After the failed raid many allegations of wrongdoing on the part of the police surfaced. One irate DEA official stated that Lehder not only "owned Norman's Cay... he owned the whole damn country!." Some very famous names were associated with Lehder's operation including Fidel Castro, Manuel Noriega, and Robert L. Vesco, the fugitive American financier who was living south of Norman's Cay on Cistern Cay. NBC reported that Vesco was involved in the operation and he and Lehder had been paying $100,000 a month in bribe money to keep the operation running. The DEA began to choke off Lehder's cash flow by arresting his pilots and confiscating his shipments. On January 8, 1981, a 39-count indictment was handed down in the USA naming Carlos Lehder and 13 others. Lehder was not overly concerned as he continued to enjoy the freedom that Norman's Cay and the Bahamian government offered him. By 1983, Lehder had seriously curtailed his Norman's Cay activities and he began living as a fugitive in Columbia under the name Joe Lehder. He was finally captured just outside Medellin by Colombian authorities on February 5, 1987. He was extradited to the USA and on May 19, 1988, he was convicted and sentenced to life without parole plus 135 years.

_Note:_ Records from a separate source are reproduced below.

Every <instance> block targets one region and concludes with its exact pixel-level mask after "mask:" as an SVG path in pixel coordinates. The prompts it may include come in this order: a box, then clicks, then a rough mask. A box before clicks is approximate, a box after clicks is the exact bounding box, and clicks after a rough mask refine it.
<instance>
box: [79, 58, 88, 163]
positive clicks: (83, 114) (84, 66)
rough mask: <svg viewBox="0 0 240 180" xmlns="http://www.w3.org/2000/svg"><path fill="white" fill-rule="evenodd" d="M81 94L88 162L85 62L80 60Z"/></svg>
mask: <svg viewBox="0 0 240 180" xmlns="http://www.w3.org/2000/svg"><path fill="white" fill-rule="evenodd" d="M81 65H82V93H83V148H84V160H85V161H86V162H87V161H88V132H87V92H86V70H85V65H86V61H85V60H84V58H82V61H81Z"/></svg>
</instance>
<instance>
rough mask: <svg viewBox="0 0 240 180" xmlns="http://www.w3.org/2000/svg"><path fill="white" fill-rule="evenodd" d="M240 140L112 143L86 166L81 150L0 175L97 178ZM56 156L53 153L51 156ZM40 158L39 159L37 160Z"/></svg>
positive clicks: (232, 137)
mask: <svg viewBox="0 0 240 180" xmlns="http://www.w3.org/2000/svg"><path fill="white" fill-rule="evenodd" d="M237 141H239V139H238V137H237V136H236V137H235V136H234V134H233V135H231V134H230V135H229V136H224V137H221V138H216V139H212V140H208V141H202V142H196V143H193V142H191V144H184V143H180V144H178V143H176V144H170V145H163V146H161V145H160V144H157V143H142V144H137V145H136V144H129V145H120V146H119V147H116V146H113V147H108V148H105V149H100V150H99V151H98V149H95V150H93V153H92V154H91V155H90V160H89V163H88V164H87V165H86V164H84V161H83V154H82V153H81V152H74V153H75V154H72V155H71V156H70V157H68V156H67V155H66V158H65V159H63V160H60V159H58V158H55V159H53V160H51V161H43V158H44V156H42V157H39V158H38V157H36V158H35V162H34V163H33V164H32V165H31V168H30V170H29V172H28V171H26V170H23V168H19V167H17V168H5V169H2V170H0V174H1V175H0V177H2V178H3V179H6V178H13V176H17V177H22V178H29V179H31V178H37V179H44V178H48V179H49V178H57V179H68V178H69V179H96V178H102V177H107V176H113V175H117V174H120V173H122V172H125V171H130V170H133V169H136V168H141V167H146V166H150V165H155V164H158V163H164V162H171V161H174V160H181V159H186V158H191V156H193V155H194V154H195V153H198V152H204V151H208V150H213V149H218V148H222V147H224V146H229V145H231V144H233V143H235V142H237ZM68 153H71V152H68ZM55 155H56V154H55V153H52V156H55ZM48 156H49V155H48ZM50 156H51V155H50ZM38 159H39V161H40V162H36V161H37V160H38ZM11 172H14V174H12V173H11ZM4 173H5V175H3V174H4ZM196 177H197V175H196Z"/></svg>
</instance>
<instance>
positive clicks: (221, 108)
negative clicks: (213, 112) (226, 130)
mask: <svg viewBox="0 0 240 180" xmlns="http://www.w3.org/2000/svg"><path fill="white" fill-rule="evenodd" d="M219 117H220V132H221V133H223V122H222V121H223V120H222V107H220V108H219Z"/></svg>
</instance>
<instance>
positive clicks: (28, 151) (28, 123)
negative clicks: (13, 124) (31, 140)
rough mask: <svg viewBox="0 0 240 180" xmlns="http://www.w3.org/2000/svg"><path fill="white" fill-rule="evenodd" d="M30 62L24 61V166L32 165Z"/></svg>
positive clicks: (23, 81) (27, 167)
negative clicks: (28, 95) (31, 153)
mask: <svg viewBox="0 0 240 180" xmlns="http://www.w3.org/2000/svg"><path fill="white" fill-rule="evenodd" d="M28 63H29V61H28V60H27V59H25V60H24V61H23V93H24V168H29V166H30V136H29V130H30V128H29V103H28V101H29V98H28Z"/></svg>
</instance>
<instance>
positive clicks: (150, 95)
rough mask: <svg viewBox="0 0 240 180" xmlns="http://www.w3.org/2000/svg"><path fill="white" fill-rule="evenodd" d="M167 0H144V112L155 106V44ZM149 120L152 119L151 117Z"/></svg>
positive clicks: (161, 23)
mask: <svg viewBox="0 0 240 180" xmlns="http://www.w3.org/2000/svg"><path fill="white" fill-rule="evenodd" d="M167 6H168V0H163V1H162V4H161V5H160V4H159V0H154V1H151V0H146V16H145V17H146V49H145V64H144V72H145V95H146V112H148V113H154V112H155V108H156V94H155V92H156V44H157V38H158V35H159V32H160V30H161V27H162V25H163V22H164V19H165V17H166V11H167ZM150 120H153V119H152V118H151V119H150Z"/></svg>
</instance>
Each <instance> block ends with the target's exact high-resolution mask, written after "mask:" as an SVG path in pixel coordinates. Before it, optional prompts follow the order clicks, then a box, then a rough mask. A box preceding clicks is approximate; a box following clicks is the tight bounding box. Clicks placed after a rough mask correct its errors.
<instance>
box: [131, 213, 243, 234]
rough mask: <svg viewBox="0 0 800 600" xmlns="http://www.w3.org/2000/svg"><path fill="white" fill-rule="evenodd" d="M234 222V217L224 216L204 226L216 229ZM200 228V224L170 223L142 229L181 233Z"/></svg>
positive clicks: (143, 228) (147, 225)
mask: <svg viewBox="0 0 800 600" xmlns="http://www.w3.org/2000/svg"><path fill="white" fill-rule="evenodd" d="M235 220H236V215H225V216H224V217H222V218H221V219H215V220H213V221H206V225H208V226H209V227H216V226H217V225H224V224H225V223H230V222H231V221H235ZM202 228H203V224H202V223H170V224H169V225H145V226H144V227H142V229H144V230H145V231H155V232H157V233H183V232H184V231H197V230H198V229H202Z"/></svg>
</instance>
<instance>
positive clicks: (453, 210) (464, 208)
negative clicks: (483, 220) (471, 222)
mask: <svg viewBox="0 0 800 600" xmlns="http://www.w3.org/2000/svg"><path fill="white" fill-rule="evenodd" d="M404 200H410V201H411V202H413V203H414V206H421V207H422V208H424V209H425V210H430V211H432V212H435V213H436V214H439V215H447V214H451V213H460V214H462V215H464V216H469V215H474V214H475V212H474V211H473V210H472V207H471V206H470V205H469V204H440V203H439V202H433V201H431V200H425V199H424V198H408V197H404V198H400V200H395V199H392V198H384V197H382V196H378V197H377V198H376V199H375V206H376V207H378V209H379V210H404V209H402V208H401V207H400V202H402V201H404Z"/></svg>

Norman's Cay today reflects little of Lehder's lawless days except for a few bullet holes in the buildings on the south end of the island, a long airstrip, and the sunken plane in the anchorage. (reference for this story: The Exuma Guide by Stephen J. Pavlidis).
There is a little anchorage with great hurricane protection here. It is inside North Harbour and is referred to as "Norman's Pond" or simply, "The Pond". The entrance is very tricky and can handle a 6 foot draft at high tide. The waters around this area are very shallow. Did we attempt this?? Heck, no! We did take a nice dinghy ride into the "pond". Surprisingly, there were some houses there. It did not look as if the boats docked there had left the area in quite some time. There are three caves at the entrance to the pond on the western tip, one which has several rooms. We weren't feeling very adventurous that day, and looked at the openings of the cave from the dinghy.
The Tribute Island
Next to Norman's Cay is a tiny island with one lone palm tree. Under the palm tree is a teak bench with a remembrance plaque "for Ron and Aleda ...who loved these islands.....". The tribute is to Ron and Aleda Turner, who chartered their boat, Keewatin, in the Bahamas for 40 years. What a nice tribute to a couple who once cruised these beautiful waters. It serves as a reminder to us all that life is fleeting and the here and now is to be enjoyed to the fullest. We don't take this lifestyle for granted. We are happy together and treasure each day.